Она направилась на кухню. Движения были медленными, словно каждое требовало усилий. Включила газ, поставила на огонь турку с кофе. Запах свежесваренного напитка обычно бодрил, дарил ощущение уюта, но сейчас он лишь на мгновение оттенил тот странный, затхлый дух, что витал в воздухе.
Марина налила кофе в чашку, села у окна. Солнце светило прямо в лицо, но она не чувствовала тепла. Пальцы сжимали керамическую ручку, а взгляд бесцельно скользил по двору, где на клумбе набивали бутоны розы. Она пила кофе медленно, будто оттягивала момент, к которому внутренне готовилась всё утро.
«Это просто деревенская байка, — повторяла она про себя, словно пытаясь убедить. — Даша, конечно, добрая женщина, но верит в такие… странные вещи. Домовой? Серьёзно?»
Но в глубине души она знала: если не попробовать, то сомнения будут грызть её до конца дней.
Собравшись с силами, Марина встала, поставила чашку на стол и направилась к входной двери. Сердце билось чаще, чем обычно, а в горле стоял ком. Она глубоко вдохнула, пытаясь унять дрожь в пальцах, и медленно повернула ручку.

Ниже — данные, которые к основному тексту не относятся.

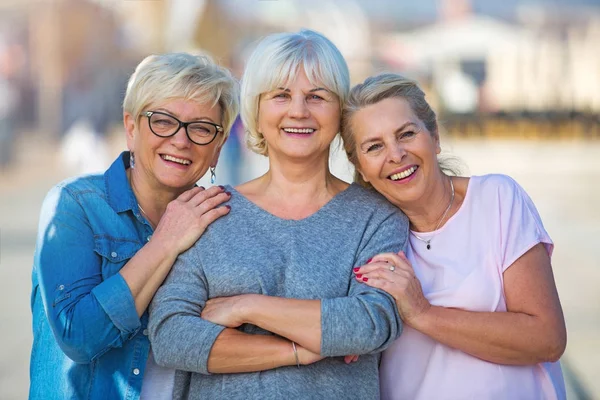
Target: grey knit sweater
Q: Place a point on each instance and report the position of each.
(252, 251)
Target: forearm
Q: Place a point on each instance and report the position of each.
(499, 337)
(236, 352)
(297, 320)
(146, 271)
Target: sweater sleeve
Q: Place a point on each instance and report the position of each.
(180, 338)
(367, 320)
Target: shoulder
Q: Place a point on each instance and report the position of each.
(495, 185)
(71, 190)
(360, 201)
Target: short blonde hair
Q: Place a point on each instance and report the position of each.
(159, 78)
(372, 91)
(276, 61)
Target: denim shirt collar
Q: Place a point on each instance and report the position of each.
(118, 189)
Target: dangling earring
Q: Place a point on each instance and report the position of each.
(213, 175)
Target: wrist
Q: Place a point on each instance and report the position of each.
(247, 308)
(423, 321)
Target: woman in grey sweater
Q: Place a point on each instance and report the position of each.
(265, 304)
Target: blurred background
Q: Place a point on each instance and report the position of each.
(516, 84)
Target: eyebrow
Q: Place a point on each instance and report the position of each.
(317, 89)
(400, 129)
(164, 110)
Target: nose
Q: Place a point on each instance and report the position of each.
(180, 138)
(298, 108)
(396, 153)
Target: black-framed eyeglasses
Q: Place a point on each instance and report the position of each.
(165, 125)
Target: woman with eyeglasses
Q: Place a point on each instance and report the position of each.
(106, 242)
(265, 305)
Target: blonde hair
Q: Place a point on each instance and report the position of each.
(276, 61)
(159, 78)
(372, 91)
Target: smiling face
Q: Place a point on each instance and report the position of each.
(300, 120)
(174, 163)
(395, 151)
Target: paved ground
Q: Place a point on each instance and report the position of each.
(562, 178)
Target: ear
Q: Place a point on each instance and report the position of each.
(361, 174)
(129, 124)
(438, 147)
(215, 159)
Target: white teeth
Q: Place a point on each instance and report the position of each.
(177, 160)
(297, 130)
(404, 174)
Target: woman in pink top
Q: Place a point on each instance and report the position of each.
(475, 288)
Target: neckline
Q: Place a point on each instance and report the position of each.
(453, 217)
(321, 210)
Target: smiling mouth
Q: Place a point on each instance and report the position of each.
(302, 131)
(404, 174)
(181, 161)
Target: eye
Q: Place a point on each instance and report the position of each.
(374, 147)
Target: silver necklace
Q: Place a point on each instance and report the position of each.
(428, 241)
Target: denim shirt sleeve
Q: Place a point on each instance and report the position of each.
(367, 320)
(88, 314)
(179, 337)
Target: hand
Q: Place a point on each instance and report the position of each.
(225, 311)
(307, 357)
(401, 283)
(187, 217)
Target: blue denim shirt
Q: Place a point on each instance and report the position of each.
(88, 341)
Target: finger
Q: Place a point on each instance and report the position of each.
(374, 266)
(385, 274)
(212, 215)
(212, 202)
(188, 194)
(382, 284)
(211, 192)
(392, 258)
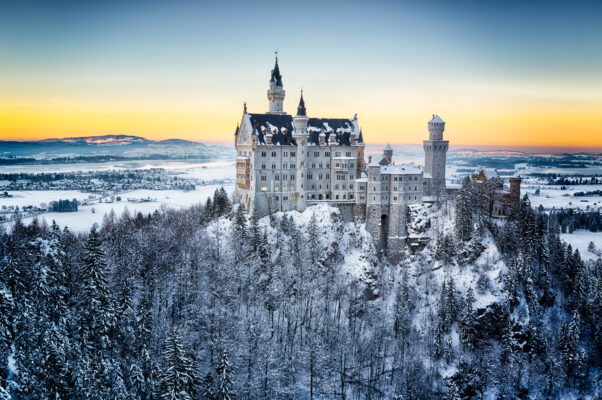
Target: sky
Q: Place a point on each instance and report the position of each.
(500, 73)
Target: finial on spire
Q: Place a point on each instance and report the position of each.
(301, 111)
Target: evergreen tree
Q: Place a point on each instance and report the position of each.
(177, 377)
(254, 230)
(464, 207)
(225, 381)
(96, 323)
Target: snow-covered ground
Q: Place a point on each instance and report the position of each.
(83, 219)
(553, 196)
(580, 239)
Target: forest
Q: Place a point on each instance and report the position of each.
(210, 303)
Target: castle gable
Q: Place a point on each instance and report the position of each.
(279, 126)
(342, 128)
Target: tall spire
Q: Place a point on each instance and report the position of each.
(276, 92)
(301, 111)
(276, 76)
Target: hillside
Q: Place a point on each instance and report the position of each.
(299, 306)
(110, 145)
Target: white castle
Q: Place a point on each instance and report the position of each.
(286, 162)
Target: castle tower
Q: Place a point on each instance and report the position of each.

Дверь открылась с тихим скрипом, впуская в дом тёплый, напоённый солнцем воздух. Марина сделала шаг за порог, закрыла глаза, вдохнула глубже и наконец тихо произнесла:
— Домовой, домовой, возвращайся домой!
Она тихо притворила дверь, осталась стоять в коридоре. Тело напряглось, каждое чувство обострилось. Она вслушивалась, всматривалась в малейшее движение: в игру света на траве, в шелест листьев, в тень, скользящую по земле. Время тянулось невыносимо медленно. Сколько прошло минут? пять? десять? Она уже ни на что не надеялась, уже готова была развернуться и уйти, как вдруг…
Тихий стук.
Совсем лёгкий, будто кто‑то осторожно постучал пальцами по дереву.
Сердце Марины подскочило к горлу. Дыхание стало прерывистым, ладони вспотели. Она вспомнила слова Даши: «Ты по ощущениям поймёшь. Если это домовой — ты почувствуешь тепло, покой. Если нечисть — холод, тревогу».
Сейчас она чувствовала… тепло. Не физическое, а какое‑то глубинное, родное. Будто кто‑то давно потерянный наконец нашёл дорогу домой.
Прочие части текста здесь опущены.